En abril de 2015 presentamos a la Asamblea Legislativa un proyecto para reformar la Ley de creación del Consejo Nacional de Enseñanza Superior Universitaria Privada (CONESUP), normativa que regula el régimen de inspección y supervisión estatal de los servicios de educación superior que ofrecen entidades privadas. La propuesta fue dictaminada por la Comisión Permanente Especial de Ciencia, Tecnología y Educación durante el último periodo de Sesiones Extraordinarias. Ahora, el análisis y la discusión continuarán en el Plenario Legislativo.

La reforma que impulsamos gira en torno a tres ejes fundamentales:

Mejorar la calidad de la educación superior privada. Es necesario modificar la ley vigente y hacer obligatoria la acreditación de las carreras de, al menos, tres áreas de conocimiento: educación, salud y las ingenierías (incluida arquitectura) de la construcción, de modo que las universidades que gradúen profesionales en estas materias, queden obligadas a respetar la norma nacional de calidad en la que se sustenta la acreditación. Igualmente, para garantizar la calidad de la educación se hace necesario la acreditación institucional, es decir, de cada institución como un todo.

Derechos de las personas estudiantes.
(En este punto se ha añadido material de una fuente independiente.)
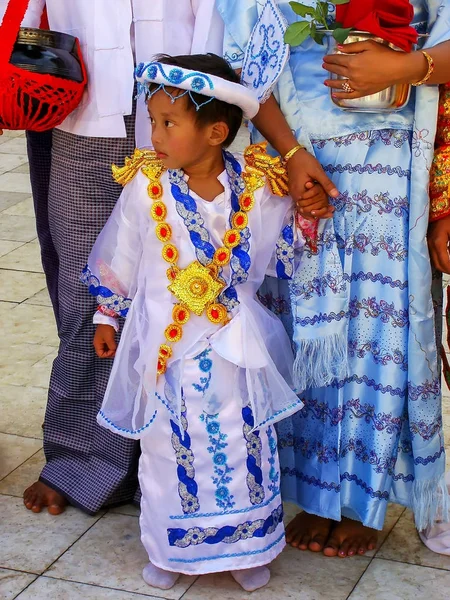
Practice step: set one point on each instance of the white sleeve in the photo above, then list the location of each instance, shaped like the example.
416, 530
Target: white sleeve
33, 15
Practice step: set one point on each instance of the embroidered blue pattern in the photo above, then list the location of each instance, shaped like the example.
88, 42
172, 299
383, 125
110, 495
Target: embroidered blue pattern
379, 355
370, 169
205, 365
105, 296
221, 478
181, 443
285, 252
266, 52
363, 243
381, 202
187, 208
232, 555
388, 137
183, 538
254, 448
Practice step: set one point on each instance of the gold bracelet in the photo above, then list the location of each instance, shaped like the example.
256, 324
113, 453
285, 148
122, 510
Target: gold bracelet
291, 153
430, 71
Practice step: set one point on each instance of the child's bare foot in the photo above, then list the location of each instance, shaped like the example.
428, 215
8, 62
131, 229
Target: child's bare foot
252, 579
39, 495
156, 577
308, 532
349, 538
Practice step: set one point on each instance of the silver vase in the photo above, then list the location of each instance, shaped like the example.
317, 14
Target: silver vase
392, 99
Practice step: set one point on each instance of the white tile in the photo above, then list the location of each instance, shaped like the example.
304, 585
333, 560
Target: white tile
44, 588
17, 229
18, 401
15, 145
8, 246
13, 582
32, 542
15, 182
295, 574
25, 208
403, 544
8, 199
386, 580
9, 162
28, 324
18, 480
25, 258
111, 551
14, 451
17, 286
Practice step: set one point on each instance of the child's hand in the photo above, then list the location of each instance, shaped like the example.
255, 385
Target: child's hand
314, 203
105, 341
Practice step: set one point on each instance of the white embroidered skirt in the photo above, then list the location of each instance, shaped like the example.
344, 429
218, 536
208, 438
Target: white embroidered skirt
210, 488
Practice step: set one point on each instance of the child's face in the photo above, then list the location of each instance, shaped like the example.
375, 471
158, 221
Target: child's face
176, 136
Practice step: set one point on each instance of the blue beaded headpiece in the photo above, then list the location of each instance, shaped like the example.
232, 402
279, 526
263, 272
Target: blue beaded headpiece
195, 82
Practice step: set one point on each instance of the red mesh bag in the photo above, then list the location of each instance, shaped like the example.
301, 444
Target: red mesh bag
29, 100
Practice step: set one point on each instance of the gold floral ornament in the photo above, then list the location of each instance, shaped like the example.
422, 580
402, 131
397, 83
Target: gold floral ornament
261, 169
133, 164
197, 287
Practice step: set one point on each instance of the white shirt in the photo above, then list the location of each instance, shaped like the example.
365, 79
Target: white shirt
114, 36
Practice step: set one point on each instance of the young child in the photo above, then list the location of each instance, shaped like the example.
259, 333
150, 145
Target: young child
203, 370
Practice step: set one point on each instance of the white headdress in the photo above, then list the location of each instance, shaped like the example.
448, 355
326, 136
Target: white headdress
196, 82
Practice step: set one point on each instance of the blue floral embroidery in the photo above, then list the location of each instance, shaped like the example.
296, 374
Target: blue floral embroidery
183, 538
379, 356
254, 448
105, 296
205, 365
266, 52
363, 203
370, 169
388, 137
285, 252
274, 475
187, 486
424, 392
221, 478
187, 208
362, 243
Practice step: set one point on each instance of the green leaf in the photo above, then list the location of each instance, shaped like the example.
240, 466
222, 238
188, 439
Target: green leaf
340, 35
302, 9
297, 33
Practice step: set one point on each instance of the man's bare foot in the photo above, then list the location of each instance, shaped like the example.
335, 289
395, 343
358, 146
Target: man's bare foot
39, 495
308, 532
349, 538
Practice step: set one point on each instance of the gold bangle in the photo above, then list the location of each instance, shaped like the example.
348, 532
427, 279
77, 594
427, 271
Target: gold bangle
430, 71
291, 153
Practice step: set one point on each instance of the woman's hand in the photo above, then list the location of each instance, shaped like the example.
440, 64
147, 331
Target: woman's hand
438, 244
105, 341
370, 67
309, 187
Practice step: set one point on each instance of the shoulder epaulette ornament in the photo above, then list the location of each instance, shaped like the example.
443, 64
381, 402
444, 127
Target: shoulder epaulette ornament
141, 159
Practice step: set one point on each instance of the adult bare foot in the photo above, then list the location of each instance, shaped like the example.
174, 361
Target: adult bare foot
349, 538
39, 495
308, 532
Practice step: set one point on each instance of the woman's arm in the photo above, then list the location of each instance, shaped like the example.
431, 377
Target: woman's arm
371, 67
303, 168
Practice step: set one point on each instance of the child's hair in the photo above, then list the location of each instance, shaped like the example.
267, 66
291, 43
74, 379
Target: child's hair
216, 110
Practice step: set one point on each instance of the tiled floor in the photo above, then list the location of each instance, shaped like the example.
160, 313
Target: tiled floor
75, 557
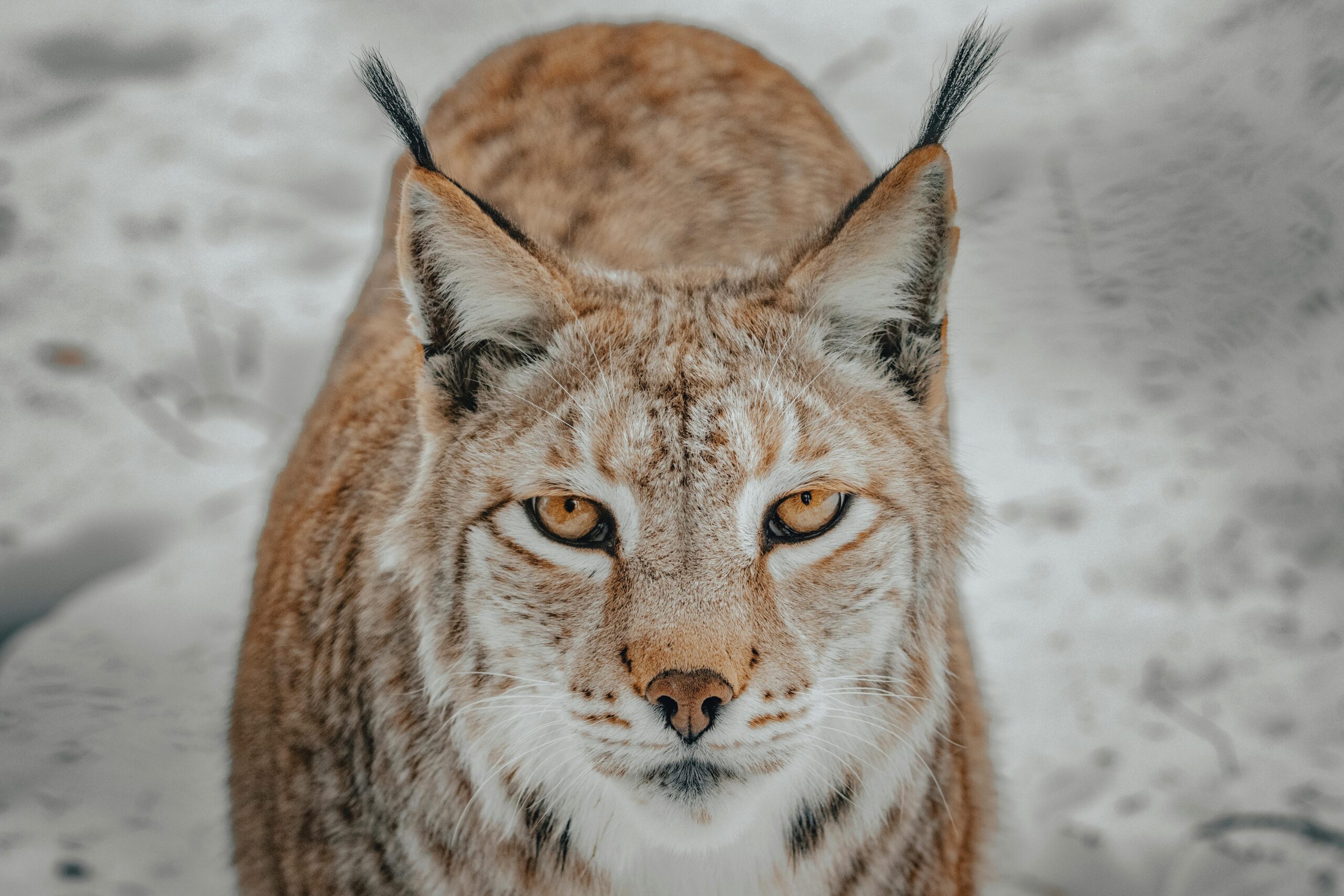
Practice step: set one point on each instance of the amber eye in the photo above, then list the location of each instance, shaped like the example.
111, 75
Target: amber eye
568, 518
805, 515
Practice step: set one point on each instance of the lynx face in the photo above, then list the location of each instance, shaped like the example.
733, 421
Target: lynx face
674, 535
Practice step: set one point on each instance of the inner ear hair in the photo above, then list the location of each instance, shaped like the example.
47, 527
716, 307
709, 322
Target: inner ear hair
879, 270
481, 294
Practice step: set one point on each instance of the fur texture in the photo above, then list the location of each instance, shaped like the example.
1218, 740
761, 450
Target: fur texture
436, 698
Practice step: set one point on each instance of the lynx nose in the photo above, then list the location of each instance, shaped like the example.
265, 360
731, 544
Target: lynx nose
690, 700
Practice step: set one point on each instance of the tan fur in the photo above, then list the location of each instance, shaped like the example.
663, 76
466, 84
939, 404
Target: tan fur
678, 187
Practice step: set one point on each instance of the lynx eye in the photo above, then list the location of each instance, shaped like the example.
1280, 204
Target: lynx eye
805, 515
572, 519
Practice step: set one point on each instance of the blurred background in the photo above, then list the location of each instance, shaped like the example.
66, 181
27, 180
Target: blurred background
1148, 381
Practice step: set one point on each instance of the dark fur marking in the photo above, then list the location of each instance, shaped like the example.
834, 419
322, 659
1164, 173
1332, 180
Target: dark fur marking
811, 823
541, 823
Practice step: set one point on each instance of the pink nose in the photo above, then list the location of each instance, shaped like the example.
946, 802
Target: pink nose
690, 700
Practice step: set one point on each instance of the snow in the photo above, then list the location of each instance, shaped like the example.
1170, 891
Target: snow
1148, 367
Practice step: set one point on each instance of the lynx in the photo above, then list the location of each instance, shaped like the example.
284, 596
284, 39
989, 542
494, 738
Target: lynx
617, 554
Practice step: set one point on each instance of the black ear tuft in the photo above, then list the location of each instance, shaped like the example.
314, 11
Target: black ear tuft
387, 89
971, 65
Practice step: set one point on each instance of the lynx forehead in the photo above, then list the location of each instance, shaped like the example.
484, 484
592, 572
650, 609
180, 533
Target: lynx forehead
617, 554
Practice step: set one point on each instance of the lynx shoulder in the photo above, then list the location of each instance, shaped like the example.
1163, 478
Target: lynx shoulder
617, 554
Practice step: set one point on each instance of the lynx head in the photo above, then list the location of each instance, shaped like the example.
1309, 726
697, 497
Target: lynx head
682, 542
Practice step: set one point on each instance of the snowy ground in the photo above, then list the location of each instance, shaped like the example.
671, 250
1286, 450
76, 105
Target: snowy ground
1148, 333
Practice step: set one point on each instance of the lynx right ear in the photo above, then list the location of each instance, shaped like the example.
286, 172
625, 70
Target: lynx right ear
879, 273
481, 294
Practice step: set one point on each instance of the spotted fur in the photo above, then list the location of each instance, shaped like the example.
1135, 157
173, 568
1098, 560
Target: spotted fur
435, 698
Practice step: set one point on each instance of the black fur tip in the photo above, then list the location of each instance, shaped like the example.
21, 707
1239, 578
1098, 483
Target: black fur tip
978, 51
387, 89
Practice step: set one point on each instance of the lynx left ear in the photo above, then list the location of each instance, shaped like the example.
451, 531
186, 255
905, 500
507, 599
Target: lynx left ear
478, 289
881, 272
481, 294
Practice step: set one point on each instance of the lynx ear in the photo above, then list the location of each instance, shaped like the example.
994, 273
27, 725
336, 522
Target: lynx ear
481, 294
879, 273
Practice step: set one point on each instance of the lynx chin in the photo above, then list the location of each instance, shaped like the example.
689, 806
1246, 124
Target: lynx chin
617, 554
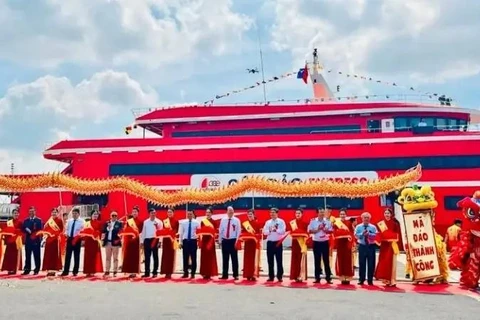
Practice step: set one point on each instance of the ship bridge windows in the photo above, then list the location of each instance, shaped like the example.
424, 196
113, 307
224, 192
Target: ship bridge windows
436, 123
269, 131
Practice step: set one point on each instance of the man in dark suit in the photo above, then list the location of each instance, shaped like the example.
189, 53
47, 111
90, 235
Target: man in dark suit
73, 228
112, 243
31, 226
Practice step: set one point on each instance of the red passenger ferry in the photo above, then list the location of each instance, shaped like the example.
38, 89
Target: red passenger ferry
208, 146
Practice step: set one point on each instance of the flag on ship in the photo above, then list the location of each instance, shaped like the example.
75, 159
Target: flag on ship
303, 74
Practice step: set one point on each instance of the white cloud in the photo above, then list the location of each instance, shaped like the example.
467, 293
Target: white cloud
416, 39
96, 99
147, 32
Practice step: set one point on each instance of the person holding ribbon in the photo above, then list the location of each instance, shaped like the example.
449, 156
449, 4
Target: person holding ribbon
321, 228
148, 237
344, 242
366, 234
52, 257
298, 263
387, 260
208, 254
112, 242
189, 245
74, 226
91, 236
275, 230
229, 232
33, 241
252, 240
169, 244
12, 235
131, 243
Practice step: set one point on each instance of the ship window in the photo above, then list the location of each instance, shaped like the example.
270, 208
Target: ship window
401, 124
373, 125
441, 123
450, 202
268, 131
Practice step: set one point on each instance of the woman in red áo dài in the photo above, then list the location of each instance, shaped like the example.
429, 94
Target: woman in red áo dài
389, 234
344, 242
12, 235
208, 252
91, 235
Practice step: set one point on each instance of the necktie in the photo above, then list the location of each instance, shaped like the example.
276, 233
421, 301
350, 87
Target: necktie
228, 229
73, 228
189, 234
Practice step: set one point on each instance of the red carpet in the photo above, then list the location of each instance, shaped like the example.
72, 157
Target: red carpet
403, 287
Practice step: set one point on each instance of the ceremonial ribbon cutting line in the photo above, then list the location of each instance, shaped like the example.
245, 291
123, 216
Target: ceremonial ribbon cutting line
258, 184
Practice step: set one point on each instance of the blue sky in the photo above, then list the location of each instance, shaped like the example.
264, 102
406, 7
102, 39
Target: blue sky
75, 68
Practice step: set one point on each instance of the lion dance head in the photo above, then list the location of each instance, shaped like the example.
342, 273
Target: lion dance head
416, 198
471, 211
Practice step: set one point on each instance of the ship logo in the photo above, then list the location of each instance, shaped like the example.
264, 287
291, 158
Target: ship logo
210, 183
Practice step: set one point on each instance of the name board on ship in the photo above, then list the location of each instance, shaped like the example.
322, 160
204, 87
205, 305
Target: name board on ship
421, 245
212, 181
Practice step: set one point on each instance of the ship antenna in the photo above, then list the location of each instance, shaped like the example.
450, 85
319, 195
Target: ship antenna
261, 65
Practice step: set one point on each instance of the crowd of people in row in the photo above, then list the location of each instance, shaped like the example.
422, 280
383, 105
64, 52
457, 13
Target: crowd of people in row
63, 239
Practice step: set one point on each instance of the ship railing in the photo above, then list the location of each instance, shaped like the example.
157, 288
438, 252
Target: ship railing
406, 98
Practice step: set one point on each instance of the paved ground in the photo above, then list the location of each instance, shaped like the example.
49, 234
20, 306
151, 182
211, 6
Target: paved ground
84, 300
454, 275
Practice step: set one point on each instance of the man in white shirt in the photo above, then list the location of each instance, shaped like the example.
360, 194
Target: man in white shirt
112, 242
229, 231
274, 229
188, 236
321, 228
148, 237
73, 228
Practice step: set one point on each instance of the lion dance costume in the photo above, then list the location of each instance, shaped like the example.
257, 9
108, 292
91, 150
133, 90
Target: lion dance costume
466, 255
415, 199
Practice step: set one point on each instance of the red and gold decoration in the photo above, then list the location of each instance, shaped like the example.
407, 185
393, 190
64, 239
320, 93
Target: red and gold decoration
258, 184
466, 255
415, 198
426, 251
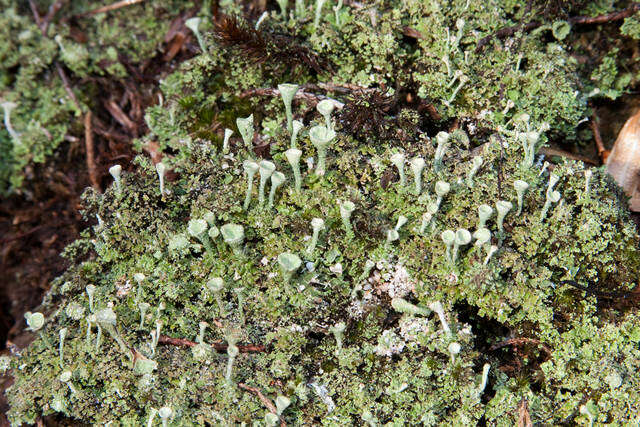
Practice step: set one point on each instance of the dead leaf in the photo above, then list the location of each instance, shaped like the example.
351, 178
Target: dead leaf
623, 164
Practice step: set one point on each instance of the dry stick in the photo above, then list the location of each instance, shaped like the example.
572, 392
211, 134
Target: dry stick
549, 151
524, 419
88, 142
602, 152
181, 342
51, 13
109, 8
36, 15
270, 406
576, 20
309, 97
521, 341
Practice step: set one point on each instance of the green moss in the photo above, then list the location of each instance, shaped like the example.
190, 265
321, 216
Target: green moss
397, 367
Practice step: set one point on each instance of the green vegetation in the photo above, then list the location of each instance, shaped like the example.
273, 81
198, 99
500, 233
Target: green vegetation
378, 298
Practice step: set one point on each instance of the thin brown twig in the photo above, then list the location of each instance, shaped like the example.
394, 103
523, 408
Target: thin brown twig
550, 151
181, 342
521, 341
575, 20
301, 94
36, 15
265, 401
602, 152
88, 143
51, 13
109, 8
67, 85
524, 418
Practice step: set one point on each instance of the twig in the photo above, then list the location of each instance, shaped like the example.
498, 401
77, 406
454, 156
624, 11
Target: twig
36, 15
265, 401
602, 152
88, 143
67, 85
549, 151
181, 342
109, 8
576, 20
524, 419
413, 33
120, 116
521, 341
309, 97
51, 13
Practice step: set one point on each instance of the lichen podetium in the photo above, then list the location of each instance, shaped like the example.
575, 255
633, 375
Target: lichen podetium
371, 323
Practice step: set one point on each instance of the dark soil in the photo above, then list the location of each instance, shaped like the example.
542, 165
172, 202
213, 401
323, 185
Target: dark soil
36, 225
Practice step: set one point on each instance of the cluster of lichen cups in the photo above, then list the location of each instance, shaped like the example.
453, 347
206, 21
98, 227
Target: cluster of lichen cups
206, 232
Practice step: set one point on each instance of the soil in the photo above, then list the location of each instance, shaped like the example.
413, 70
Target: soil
36, 225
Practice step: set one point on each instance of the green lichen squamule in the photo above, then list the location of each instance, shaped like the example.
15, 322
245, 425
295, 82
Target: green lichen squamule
347, 329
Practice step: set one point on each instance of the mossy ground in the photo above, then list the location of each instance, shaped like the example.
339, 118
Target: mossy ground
393, 368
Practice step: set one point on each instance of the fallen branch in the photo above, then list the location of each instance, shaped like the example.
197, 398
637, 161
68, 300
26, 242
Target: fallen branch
301, 94
602, 152
575, 20
521, 341
109, 8
88, 143
524, 419
265, 401
550, 151
181, 342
Hasta la fecha, la ley carece de un elenco de derechos y obligaciones que garanticen a los estudiantes seguridad jurídica durante el proceso de formación profesional. El proyecto de ley que se tramita viene a llenar ese vacío normativo tan notorio.

Mejora continua del CONESUP. CONESUP requiere de modificaciones estructurales y ampliar y fortalecer sus competencias. Para cumplir con ese objetivo, el proyecto de ley propone reformas puntuales en la composición de su directorio, la inclusión de nuevas competencias en materia de supervisión e inspección de la educación superior privada y el fortalecimiento de sus competencias disciplinarias sobre las universidades privadas, así como la asignación de nuevos recursos presupuestarios. Se propone, además, un procedimiento administrativo especial, con reducción de plazos para resolver, con el objetivo de agilizar la gestión administrativo – educativa del CONESUP.

En forma paralela, la administración ha priorizado el optimizar su gestión. Desde octubre de 2015, el CONESUP puso en ejecución un programa de mejora continua, que pasa fundamentalmente por generar avances para transparentar la información sustantiva –mediante su publicación por medios electrónicos– que interesa a las personas usuarias, como las listas de profesores autorizados, carreras, programas, sedes, entre otros, en esto se está trabajando. También, la revisión de procedimientos y el establecimiento de nuevos protocolos de operación que garantizan la seguridad jurídica, con celeridad y calidad en el servicio.

Costa Rica merece un marco normativo moderno y ajustado a las necesidades, tanto del país como de las personas estudiantes y las instituciones que ofrecen el servicio. La primera universidad privada se fundó en 1976. Cinco años después nació el CONESUP para ofrecer garantías mínimas por parte del Estado, y en un par de décadas el país pasó de esa única casa de estudios a 53 instituciones, y una gran cantidad de sedes en todo el territorio nacional. Más que nunca la regulación, el control y el impulso a la calidad se hacen no solo necesarias, sino urgentes.

Importante acotar que en 2002 se creó el Sistema Nacional de Acreditación de la Educación Superior, estableciendo así un proceso de acreditación para las carreras universitarias. Sus criterios y estándares tienen carácter oficial de norma académica nacional de calidad. Aunque algunas universidades están realizando importantes esfuerzos por acreditar sus programas de estudio, aún son muy pocas las que deciden incorporarse de manera voluntaria a este proceso: esto hace imposible el control por parte del Estado sobre la calidad de la educación que se recibe, lo cual atenta contra el derecho de los estudiantes que invierten tiempo y dinero, así como el de la sociedad de recibir profesionales idóneos para el ejercicio profesional.

Las reformas propuestas son necesarias para superar el rezago acumulado. Apuntan a mejorar la calidad de los servicios educativos privados y, en consecuencia, la formación profesional. Promovemos cambios sustantivos que, con toda seguridad, incidirán en el crecimiento y el desarrollo nacional.